The overarching theme of this project is the intersection of professional tennis and CO2 emissions. The modern tennis tour is characterized by its global footprint, with tournaments scheduled in diverse cities worldwide on a weekly basis $-$ or over two weeks for major tournaments. This relentless calendar necessitates that the top 100 players frequently travel vast distances to compete, incurring significant carbon emissions in the process. Our objective is to quantify, visualize, and evaluate these emissions to foster greater environmental awareness among players. By providing detailed insights into their carbon footprint, we aim to encourage athletes to consider more sustainable approaches to planning their season, potentially leading to a reduction in overall emissions associated with professional tennis.

The primary aim of this project is to offer meaningful insights towards fostering a more eco-friendly tennis tour, not only for the players but also for fans, journalists, tournament directors, and anyone else with a keen interest in tennis. This initiative seeks to engage a broad spectrum of the tennis community in a dialogue about sustainability, encouraging all players to consider greener practices and strategies. Ultimately, the project aspires to contribute to the evolution of tennis into a more environmentally conscious and sustainable sport, benefiting everyone involved and the planet at large.

Exploratory Data Analysis

The preprocessing scripts for our project are located in the preprocessing/ directory. This section of our project repository houses the essential logic for processing the list of tennis tournaments and computing critical environmental impact metrics. Key computations include:

  • Distance Calculation: Using the geopy [@GeoPy] library, we calculate the geographical distance between cities hosting tennis tournaments. This step is crucial for estimating travel distances that players might cover during the tour.

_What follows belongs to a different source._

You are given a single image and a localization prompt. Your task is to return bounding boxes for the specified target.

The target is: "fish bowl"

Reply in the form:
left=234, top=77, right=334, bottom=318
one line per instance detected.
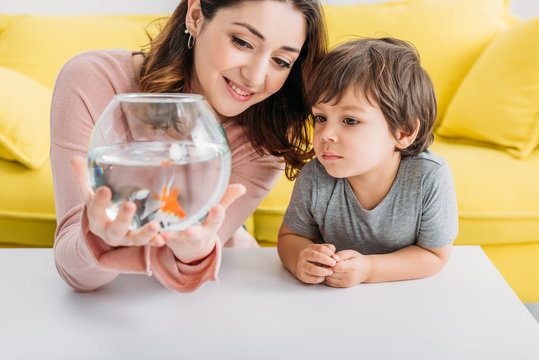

  • CO2 Emissions Estimation: Leveraging the transport-co2 [@tco2] library, we compute the estimated CO2 emissions in tons for different modes of transportation $-$ airplane, car, and train $-$ between any two given cities (city $a$ and city $b$). This computation allows us to assess the environmental impact of travel within the tennis tour and explore more sustainable travel options.

For those interested in diving deeper into our data, exploratory data analysis of the dataset can be found in the notebook located at /notebooks/m1.ipynb. This analysis provides initial insights and visualizations that guide the project's focus on reducing CO2 emissions associated with the tennis tour.

Related work

The dataset we're utilizing, created by Jeff Sackmann, serves as the backbone for the Ultimate Tennis Statistics website. This platform is the go-to online resource for tennis aficionados seeking insights and statistics on virtually anything related to the sport over the past two decades. It offers a comprehensive and detailed exploration of players, matches, tournaments, and various statistical analyses that appeal to fans, analysts, and anyone with a keen interest in understanding the nuances of tennis.

To our knowledge, there isn't an existing online visualization that explicitly showcases the environmental impact of the ATP Tour, making our approach both original and pioneering. As avid tennis enthusiasts, our passion for the sport fuels our desire for its longevity and continued success. However, as conscientious global citizens, we are equally committed to the preservation of our planet. This dual commitment drives our project's core mission: to illustrate the carbon footprint associated with the global tennis circuit and to advocate for a more sustainable future for the sport.

Our goal is not only to raise awareness but also to catalyze change within the tennis community. Through our efforts, we hope to inspire players, organizers, and fans alike to embrace and implement greener practices, demonstrating that a more eco-friendly tennis season is not only necessary for our planet but also achievable.